Saturday, April 6, 2013

Gaining knowledge is not the same as asking questions

"Does anyone know how xyz works?"

-- silence --

"Guys, I really need to know how xyz works."

-- silence --

Does this sound familiar? It's rude that nobody answers? Right? After all, somebody should know the answer. It's not like your question is difficult. Right? You are asking something relatively straightforward that certainly somebody must know. If they won't tell you, how do they expect knowledge to spread? How can you ever become knowledgeable on these subjects if others outright refuse to answer your questions? Right?

WRONG!

Knowledge is not created by people asking questions and waiting for others to provide answers. Knowledge is gained by people who do things. Instead of asking somebody else to provide the answer for you, think what you can do to find the answer yourself. In fact, first spend a moment to come up with the most likely answer. And then validate that answer, proving yourself right or wrong. Try it, you'll be surprised how quickly you can try certain things. Heck... it may well be faster to try it then to ask again and again. And even if it's not faster, you will almost certainly gain a better understanding of the thing you are working with. In addition to getting an answer to your question, you'll also have a better understanding of the why around that answer. You'll have gained knowledge and understanding.

Yet many people seem to prefer asking a question over trying to find the answer themselves. Instead of building knowledge they are trying to get other people to give them the knowledge. And while I don't mind showing off my knowledge about a topic, mine is often built from doing things - not from asking others. So ask yourself: do you want to be a knowledge sink? Or do you want to be a knowledge source?

This situation is so common that an entire subculture has arissen. When somebody asks a very open question on Stack Overflow, someone almost always comments with: "what have you tried?". Matt Gemmell even put his original blog post to that effect on a separate domain: whathaveyoutried.com. Have a look around Stack Overflow and see what type of questions solicit the "what have you tried?" response. The phenomenon has spread quite far. Often I feel bad for the person asking the question, because they clearly have no clue what they've done wrong.

2 comments:

Unknown said...

Wrong. Not everyone should have to "go on a journey" to find an answer to a simple question.

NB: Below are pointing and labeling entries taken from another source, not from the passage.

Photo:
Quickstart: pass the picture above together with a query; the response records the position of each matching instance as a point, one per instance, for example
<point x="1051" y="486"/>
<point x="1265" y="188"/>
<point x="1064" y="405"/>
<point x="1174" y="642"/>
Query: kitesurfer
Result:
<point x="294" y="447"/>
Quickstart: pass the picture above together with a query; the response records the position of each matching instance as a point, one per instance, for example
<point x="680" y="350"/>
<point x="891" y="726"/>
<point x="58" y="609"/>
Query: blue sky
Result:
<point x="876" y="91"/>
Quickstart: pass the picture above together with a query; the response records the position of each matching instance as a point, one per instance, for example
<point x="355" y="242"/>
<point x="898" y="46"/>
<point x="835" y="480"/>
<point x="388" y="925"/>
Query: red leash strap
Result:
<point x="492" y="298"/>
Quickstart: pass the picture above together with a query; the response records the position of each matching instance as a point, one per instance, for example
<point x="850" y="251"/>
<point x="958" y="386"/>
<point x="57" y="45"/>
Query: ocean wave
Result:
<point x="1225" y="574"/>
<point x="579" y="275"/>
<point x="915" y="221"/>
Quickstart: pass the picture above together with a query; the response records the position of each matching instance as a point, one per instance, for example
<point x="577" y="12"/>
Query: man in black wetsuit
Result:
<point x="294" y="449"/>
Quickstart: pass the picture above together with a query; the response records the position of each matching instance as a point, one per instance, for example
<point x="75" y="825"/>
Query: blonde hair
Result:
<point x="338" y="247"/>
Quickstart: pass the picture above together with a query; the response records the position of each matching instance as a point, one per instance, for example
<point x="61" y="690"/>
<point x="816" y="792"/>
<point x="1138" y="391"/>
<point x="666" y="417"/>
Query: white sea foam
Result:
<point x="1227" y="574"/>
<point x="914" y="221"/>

From Stack Overflow themselves:
http://stackoverflow.com/about
Ask questions, get answers, no distractions

Now, how would it fit into this plan if every time someone rolls around with a question they are confronted with

- what have you tried
- do it yourself
- learn it yourself

I am all for organic learning, but sometimes you just need a quick, good, canonical answer with no BS. Many Stack Overflow users provide just that for no reason other than saving others the trouble of learning it "the hard way".

Frank said...

If someone asks a quick, good, canonical question then those in the know are typically quite willing to give that answer.